Properties of threads
(i) Leather or its equivalent used in the footwear industry is harsh and strong as
compared to textiles, so we need strong threads to penetrate two or more
layers of leathers.
(ii) Footwear is subject to a lot of flexing in wear; therefore the thread must be
able to take the strain.
(iii) Footwear is exposed to elements of nature, e.g., water, heat, snow etc. that it
must be able to withstand without giving way.
(iv) Should be able to withstand the wear & tear of everyday life.
(v) Footwear is exposed to working environment.
(vi) Footwear must last.

Therefore, above factors must be considered, while selecting the threads for footwear.

Threads Requirement
Following qualities of the thread are required for the footwear manufacturing:
(i) High Strength: Thread should be strong enough so as to be able to
penetrate two or more layers of leather without breaking.
(ii) Stretchiness: Thread should be stretchable enough to withstand all shoe
making operations without breaking but should not stretch too easily.
(iii) Elasticity: Thread should be elastic enough so that the seam can recover
well after stretching and not become loose in wear.
(iv) No shrinkage/expansion when exposed to heat or wet.
(v) High flexibility and resistance to flex cracking.
(vi) Uniform thickness to avoid snagging during stitching.
(vii) Non- slip property to prevent run back.
(viii) Good loop formation property, i.e. properly twisted to avoid missed stitches.
(ix) Good abrasion resistance to withstand rubbing in wear and high speed
stitching.
(x) Resistance to needle heat.
(xi) Resistance to bacteria and mildew.
(xii) Resistance to damage from sunlight.
(xiii) Color fastness.
(xiv) Ability to take dyes.
(xv) Retain a good appearance in finished seams.
(xvi) Choosing the right thread is very important for thread performance during
sewing because it takes approximately 40 times of flexing for a piece of
thread to form a stitch. The choice depends upon the type of :
(a) Seam,
(b) Material,
(c) Needle, and
(d) Purpose.

Thread Classification and Material


Threads are made from fibers and fibers used to make industrial sewing threads come
from two major sources: fibers could be man- made or natural. The ones used
commonly in shoemaking are:
Natural Fibers
Come from plants and animals and are spun or twisted into yarns. Cotton is the most
common natural fiber used to make thread. Other natural fibers include silk, wool, jute,
ramie, hemp, and linen.
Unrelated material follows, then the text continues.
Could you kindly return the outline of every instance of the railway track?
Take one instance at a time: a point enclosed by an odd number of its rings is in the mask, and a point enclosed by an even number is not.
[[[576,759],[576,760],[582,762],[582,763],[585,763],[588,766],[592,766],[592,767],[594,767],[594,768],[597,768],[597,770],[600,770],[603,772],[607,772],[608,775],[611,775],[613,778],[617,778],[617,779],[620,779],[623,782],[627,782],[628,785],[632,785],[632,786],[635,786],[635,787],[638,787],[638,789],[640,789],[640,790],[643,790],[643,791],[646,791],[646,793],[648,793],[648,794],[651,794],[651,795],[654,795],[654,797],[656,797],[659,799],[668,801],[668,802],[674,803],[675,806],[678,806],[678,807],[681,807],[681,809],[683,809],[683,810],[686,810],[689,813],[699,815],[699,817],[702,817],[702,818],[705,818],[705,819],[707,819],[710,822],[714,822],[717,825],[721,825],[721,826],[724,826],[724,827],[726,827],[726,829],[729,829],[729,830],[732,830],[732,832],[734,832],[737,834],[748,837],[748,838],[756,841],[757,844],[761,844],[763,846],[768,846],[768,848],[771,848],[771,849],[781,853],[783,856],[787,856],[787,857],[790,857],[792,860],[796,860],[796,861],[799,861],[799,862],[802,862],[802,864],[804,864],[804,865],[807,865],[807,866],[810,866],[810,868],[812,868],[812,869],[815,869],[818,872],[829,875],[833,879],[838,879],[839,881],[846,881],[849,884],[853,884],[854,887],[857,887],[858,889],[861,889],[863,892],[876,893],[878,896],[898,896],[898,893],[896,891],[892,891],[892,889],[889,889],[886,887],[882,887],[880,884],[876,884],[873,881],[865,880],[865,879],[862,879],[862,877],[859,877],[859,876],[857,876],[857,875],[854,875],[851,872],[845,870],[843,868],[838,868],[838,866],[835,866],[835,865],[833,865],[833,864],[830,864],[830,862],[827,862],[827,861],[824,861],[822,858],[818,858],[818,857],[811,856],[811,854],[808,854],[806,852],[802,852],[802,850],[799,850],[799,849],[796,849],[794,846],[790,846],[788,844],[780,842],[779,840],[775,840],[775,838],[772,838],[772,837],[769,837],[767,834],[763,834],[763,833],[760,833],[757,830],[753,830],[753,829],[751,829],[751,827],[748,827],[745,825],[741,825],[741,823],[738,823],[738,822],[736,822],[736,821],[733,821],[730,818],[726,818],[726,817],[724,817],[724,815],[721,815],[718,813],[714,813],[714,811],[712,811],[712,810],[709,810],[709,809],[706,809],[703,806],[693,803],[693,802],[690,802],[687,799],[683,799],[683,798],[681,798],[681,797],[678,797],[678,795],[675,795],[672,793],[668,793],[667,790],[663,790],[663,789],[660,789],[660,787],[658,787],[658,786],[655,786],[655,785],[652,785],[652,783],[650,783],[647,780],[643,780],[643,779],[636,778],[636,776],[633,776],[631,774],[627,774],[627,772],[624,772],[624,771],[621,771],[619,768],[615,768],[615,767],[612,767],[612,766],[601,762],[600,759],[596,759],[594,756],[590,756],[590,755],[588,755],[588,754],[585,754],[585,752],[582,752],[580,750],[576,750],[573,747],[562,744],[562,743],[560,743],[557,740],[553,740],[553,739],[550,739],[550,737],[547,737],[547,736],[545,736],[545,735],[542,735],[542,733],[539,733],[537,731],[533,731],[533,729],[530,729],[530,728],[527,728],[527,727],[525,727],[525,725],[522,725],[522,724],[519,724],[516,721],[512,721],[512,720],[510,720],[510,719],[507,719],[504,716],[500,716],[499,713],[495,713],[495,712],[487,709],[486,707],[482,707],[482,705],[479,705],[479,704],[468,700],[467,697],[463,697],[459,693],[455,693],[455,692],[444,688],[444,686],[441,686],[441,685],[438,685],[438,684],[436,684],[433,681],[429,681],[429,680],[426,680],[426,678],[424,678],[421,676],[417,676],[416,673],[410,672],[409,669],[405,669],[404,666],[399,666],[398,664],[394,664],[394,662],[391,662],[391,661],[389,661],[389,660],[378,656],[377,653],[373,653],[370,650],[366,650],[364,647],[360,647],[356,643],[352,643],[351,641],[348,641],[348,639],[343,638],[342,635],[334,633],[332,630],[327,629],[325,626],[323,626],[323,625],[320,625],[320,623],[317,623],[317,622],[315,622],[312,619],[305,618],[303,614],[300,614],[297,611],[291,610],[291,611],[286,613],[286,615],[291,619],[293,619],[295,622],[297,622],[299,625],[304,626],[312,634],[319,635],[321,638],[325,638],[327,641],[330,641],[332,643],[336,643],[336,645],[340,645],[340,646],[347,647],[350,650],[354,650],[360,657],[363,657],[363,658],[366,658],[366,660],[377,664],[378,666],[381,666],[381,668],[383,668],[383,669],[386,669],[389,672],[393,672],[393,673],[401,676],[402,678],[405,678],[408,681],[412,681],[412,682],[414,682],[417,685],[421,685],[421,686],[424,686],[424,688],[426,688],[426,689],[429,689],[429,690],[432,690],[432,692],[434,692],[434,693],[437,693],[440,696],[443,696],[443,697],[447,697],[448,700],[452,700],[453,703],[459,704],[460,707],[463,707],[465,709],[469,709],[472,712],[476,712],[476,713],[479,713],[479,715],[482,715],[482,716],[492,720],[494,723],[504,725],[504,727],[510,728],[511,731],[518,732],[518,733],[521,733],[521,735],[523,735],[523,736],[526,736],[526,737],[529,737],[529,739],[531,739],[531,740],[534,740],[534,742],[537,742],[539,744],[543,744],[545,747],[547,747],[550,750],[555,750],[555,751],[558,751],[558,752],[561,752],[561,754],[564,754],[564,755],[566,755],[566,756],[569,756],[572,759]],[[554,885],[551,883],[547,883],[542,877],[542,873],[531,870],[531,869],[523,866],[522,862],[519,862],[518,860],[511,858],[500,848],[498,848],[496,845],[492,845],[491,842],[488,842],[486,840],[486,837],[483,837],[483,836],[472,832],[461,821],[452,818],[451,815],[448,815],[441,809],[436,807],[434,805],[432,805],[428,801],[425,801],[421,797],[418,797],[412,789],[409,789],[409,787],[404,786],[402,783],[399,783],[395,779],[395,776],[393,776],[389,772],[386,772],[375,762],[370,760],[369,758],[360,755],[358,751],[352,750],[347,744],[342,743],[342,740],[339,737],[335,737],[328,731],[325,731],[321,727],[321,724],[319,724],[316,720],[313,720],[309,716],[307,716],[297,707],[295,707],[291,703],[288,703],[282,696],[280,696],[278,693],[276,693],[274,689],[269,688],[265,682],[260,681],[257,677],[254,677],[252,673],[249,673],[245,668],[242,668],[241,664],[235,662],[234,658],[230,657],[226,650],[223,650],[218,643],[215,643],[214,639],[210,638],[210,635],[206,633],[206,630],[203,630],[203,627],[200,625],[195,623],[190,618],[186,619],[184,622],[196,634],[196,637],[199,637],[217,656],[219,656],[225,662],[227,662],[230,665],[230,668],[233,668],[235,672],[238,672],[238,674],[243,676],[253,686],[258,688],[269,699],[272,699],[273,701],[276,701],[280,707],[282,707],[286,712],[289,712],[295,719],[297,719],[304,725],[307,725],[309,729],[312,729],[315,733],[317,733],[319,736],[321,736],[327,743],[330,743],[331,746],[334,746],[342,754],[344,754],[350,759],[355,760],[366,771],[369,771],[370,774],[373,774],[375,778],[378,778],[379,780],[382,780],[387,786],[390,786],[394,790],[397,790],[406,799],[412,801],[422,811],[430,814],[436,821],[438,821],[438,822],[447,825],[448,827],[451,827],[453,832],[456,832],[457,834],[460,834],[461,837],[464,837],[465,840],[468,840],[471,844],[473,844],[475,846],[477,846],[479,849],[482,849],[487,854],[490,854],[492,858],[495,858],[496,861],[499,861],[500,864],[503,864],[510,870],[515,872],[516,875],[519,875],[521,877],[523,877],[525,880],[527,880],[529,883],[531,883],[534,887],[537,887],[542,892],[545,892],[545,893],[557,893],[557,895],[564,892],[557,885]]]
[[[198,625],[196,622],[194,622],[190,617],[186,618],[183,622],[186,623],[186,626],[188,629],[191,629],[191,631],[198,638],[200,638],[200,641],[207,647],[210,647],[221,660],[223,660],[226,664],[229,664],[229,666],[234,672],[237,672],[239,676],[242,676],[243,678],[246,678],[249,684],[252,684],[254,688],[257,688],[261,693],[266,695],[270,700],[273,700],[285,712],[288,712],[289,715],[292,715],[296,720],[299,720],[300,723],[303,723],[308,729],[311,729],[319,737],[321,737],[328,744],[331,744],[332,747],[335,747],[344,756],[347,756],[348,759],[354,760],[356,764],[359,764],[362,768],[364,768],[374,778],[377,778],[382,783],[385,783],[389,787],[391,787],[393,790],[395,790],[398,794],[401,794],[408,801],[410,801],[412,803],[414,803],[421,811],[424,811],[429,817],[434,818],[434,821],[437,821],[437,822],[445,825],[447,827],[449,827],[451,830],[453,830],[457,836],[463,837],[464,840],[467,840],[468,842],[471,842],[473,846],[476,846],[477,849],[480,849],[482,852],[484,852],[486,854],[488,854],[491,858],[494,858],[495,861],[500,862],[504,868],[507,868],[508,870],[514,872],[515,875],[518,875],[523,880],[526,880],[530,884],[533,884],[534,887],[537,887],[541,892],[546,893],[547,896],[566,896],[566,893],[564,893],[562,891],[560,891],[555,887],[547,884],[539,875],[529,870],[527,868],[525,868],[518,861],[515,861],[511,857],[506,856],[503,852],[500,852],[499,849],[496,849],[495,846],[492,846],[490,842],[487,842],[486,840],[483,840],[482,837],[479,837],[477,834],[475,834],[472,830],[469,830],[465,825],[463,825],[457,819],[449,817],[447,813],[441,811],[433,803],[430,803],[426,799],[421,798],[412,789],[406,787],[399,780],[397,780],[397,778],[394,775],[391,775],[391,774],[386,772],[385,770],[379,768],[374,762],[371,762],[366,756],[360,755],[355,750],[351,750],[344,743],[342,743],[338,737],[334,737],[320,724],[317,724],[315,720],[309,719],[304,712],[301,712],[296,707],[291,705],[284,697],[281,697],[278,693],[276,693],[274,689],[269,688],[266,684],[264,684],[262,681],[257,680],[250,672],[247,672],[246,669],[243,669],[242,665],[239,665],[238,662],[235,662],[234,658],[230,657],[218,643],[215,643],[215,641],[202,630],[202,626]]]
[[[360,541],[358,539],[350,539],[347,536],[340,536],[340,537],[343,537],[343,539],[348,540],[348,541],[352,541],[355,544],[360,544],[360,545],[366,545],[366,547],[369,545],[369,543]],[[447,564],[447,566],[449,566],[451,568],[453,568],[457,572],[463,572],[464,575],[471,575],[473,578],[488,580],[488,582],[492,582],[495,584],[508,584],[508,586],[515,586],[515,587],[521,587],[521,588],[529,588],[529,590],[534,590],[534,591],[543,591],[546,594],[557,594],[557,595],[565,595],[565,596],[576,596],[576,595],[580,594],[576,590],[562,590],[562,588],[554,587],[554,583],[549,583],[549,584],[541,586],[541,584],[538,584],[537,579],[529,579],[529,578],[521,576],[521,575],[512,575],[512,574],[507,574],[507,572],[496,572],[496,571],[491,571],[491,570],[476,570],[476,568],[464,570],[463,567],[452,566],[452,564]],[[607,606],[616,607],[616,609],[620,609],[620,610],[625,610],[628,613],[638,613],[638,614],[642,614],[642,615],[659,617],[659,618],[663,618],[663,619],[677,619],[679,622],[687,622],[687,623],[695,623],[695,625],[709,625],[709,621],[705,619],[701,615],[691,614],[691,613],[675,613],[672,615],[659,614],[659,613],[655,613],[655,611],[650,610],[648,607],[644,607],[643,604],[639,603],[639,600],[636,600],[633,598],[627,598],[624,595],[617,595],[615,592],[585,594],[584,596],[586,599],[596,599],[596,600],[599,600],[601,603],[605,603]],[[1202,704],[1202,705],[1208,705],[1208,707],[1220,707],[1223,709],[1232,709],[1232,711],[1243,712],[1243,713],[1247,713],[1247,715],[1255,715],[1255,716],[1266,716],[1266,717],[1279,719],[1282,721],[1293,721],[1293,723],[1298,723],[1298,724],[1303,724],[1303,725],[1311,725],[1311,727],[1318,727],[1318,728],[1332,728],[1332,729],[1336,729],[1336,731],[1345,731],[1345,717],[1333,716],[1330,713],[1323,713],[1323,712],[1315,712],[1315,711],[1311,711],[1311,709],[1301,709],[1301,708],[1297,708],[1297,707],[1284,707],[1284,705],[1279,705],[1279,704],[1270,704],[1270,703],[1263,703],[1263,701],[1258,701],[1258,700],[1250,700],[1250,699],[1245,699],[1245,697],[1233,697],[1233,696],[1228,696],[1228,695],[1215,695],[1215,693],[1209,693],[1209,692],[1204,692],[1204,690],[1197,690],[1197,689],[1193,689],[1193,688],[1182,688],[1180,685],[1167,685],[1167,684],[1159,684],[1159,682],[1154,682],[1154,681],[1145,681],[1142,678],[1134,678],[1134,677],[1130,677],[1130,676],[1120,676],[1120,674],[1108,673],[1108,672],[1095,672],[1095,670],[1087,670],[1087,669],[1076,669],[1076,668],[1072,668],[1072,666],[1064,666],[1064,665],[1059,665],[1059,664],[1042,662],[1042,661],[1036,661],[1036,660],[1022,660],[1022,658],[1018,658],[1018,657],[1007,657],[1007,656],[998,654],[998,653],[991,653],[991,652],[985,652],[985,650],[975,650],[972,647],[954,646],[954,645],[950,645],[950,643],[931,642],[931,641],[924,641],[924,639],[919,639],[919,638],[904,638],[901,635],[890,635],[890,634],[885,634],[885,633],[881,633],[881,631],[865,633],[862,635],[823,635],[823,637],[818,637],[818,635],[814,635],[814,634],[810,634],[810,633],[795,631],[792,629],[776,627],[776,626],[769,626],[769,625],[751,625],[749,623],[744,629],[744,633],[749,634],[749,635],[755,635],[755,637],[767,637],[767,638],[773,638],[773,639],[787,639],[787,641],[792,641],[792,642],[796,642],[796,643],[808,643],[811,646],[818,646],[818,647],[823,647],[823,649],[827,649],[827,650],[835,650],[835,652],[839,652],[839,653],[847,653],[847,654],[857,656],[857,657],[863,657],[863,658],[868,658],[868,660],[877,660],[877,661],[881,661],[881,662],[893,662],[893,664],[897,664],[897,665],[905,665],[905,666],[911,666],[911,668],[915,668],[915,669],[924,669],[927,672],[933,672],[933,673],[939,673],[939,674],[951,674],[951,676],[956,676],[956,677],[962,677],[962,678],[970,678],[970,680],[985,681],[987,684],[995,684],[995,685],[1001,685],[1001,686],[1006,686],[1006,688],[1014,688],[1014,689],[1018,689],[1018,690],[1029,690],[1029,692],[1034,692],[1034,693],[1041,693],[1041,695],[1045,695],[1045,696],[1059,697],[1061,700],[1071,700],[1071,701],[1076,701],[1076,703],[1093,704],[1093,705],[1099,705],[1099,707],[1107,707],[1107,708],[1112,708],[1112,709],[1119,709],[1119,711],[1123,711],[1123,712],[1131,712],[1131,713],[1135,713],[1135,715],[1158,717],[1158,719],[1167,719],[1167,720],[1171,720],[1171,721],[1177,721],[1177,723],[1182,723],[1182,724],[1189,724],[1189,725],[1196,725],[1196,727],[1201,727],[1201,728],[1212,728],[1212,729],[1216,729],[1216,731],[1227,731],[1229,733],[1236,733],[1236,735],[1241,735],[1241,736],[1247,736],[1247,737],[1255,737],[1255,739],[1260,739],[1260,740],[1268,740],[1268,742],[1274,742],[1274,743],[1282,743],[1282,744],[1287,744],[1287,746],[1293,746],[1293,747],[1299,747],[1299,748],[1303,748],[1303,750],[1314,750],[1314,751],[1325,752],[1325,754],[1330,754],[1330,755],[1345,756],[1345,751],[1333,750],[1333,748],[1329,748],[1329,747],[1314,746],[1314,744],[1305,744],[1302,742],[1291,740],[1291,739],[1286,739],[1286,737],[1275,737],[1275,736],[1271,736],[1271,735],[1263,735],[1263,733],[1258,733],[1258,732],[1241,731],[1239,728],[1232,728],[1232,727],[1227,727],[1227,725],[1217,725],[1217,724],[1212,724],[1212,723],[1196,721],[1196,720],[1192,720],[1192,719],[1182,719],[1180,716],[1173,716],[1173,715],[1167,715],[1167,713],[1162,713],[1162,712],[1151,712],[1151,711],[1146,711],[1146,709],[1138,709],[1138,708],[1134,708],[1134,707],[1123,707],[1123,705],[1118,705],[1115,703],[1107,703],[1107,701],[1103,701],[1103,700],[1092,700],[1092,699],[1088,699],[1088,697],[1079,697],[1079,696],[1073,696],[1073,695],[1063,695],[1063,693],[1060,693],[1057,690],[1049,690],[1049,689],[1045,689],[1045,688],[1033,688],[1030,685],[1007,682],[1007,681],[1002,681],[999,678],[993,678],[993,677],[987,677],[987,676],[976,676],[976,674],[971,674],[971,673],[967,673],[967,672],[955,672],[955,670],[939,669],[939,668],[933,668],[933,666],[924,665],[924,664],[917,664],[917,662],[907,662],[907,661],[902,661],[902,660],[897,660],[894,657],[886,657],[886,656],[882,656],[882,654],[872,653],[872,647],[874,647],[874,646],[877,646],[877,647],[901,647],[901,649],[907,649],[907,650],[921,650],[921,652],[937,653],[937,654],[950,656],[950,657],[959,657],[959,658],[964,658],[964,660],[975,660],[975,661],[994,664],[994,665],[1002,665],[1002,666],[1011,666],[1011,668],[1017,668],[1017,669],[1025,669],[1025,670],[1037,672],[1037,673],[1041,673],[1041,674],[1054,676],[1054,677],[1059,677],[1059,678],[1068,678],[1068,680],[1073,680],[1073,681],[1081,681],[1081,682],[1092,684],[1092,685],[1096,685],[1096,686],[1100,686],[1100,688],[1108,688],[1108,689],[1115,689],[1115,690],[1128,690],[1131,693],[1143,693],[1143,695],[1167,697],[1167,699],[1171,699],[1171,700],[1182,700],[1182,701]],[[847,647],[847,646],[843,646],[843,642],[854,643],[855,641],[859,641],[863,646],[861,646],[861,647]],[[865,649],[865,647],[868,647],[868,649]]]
Natural fibers are generally not as uniform as synthetic fibers
and are affected by climatic changes.
Synthetic Fibers
Are made from various chemicals or regenerated from cellulose such as wood pulp and
cotton waste. We select our synthetic fibers based on their sewing ability
characteristics, seam performance, ease of dying, colorfastness, and pricing. Examples
are: polyester, nylon, etc.

Thread Twist
Fibers are twisted to make fine yarns/filaments. This twist produces coherence, strength
and flexibility – the essentials of a sewing thread. This twist, which consolidates the
fibers, is the first/singling twist.
This twist is balanced by a reverse twist when two or more yarns are joined together to
form a thread. This is important as otherwise the individual plies would separate while
sewing.
This reverse twist could be either clockwise or anti- clockwise.
Clockwise twist produces a Z-twist and an anti clockwise twist produces S-twist. The
twist of the thread is known by the finishing twist.
 Twist is defined in terms of the no. of twists inserted cm. If the twist is too much,
the thread gets lively and if too less the yarns will open up and fray.
 Which thread to use depends upon the movement of the hook. In the closing
room, all machines have hooks with clockwise movement, so a thread with a
clockwise twist (Z) reaches equilibrium and resists further twisting while S-
twist thread if used will untwist and break.
 Threads are mainly produced in 2 or 3, sometimes 4 ply, i.e., 2, 3 or 4 yarns are
twisted to form 2, 3 or 4 ply thread.
 For heavier threads, these twisted threads are further twisted to form cords but
the important point to remember is that the twist directions reverses every
time. So, 3 S twist yarns will be Z-twisted to form a 3-ply Z-twisted thread.
 The level of the twist would depend upon the fiber.

Thread Construction
Threads can be made from long continuous fibers or staple fibers joined and twisted to
form a yarn. They can be:
(i) Air Entangled Thread: Is made from continuous filaments of polyester that
are entangled as they pass through a high-pressure air jet. This yarn is then
twisted, dyed, and wound on cones with lubricant. Air entangled threads are
used in everything from seaming flags to heavy denim jeans.
(ii) Core Threads: Is made by spinning a wrap of staple cotton or polyester
around a continuous filament of polyester fibers. Afterwards, two or more of
these single yarns are twisted together to form the thread. Core threads
have fuzz on their surface giving them good lubricity characteristics and
also a continuous filament core that contributes to high strength and
durability. When wrapped with a cotton wrap, core threads have very good
needle heat resistance. When wrapped with a polyester wrap, core threads
have excellent chemical resistance and colorfastness.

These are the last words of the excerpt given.